If I close my eyes to imagine a volcano, I see a Polynesian island with palm trees, beaches and an endless ocean. I definitely don’t imagine the cactus-filled landscapes of West Texas.
Yet there I was, standing on the shoulder of U.S. Highway 90, halfway between Alpine and Marfa, staring at the Paisano Pass Volcano, which—fortunately for visitors—has been dormant for about 30 million years.
The drive west from Alpine to the ancient site was impressive. Red cliffs and strange rock spires on each side of the road made me feel like I was traveling back to the Cretaceous Period. Honestly, I wouldn’t have been surprised if a T. rex had crossed the road in front of me. I crested a hill and dropped into a valley, where I pulled into a roadside park to read an educational panel about the lava-formed landscape.
All around me were colorful cliffs, knobby boulders and crag-covered mountains that were formed during the Oligocene Epoch, 23–33 million years ago. Dinosaurs were extinct then, but giant mammals walked the earth, including 18-foot-tall beasts that looked like a mix between horses and rhinos. It was during this era that the Paisano Pass Volcano exploded and then collapsed back onto itself, leaving a 3-mile-wide caldera that stretches as far as you can see from the small park.

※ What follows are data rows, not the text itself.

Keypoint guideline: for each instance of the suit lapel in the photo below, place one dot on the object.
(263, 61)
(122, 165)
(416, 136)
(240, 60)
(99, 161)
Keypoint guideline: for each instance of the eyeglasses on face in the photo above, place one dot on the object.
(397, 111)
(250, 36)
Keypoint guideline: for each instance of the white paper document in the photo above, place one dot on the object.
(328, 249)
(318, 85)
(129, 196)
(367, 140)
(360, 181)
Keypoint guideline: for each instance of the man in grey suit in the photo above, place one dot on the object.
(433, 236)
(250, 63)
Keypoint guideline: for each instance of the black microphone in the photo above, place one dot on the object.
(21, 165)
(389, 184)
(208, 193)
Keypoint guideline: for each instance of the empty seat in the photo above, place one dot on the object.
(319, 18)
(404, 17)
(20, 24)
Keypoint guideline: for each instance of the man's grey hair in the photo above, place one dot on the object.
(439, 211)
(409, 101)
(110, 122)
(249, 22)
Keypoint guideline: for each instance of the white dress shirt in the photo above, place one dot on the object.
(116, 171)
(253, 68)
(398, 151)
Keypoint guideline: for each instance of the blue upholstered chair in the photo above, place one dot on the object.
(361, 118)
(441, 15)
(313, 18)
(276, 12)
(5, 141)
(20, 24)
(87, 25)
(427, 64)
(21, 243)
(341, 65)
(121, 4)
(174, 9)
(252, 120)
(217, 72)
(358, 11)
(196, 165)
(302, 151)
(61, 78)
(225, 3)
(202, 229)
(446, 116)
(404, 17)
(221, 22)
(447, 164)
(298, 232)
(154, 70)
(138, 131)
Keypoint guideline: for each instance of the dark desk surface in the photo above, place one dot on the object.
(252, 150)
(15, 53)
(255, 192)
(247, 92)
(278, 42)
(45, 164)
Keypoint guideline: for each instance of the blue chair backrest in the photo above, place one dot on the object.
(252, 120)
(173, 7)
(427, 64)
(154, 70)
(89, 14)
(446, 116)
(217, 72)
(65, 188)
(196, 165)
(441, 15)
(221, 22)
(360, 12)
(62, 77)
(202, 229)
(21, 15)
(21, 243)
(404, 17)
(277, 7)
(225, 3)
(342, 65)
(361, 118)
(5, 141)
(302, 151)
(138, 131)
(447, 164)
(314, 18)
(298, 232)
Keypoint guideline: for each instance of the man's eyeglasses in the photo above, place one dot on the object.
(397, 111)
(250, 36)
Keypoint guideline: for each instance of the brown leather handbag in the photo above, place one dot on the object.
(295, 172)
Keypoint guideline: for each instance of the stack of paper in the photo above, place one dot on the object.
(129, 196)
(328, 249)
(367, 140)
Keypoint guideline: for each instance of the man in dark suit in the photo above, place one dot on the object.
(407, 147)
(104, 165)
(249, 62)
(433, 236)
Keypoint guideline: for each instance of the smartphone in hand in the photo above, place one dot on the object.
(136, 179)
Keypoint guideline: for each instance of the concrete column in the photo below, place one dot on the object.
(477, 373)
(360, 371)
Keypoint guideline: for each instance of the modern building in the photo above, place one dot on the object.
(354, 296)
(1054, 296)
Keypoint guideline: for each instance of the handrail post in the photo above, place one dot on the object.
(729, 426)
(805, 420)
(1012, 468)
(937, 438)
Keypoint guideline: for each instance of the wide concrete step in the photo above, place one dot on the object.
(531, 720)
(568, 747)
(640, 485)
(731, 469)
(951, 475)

Geologists come from all over the world to study this volcano because it exposed layers of rock normally hidden miles below the surface of the earth. The Big Bend is still tectonically active and has even experienced violent earthquakes as recently as 1998. While another volcanic eruption is unlikely, I never say never in Texas. And so I promptly got back in my truck and continued down the road.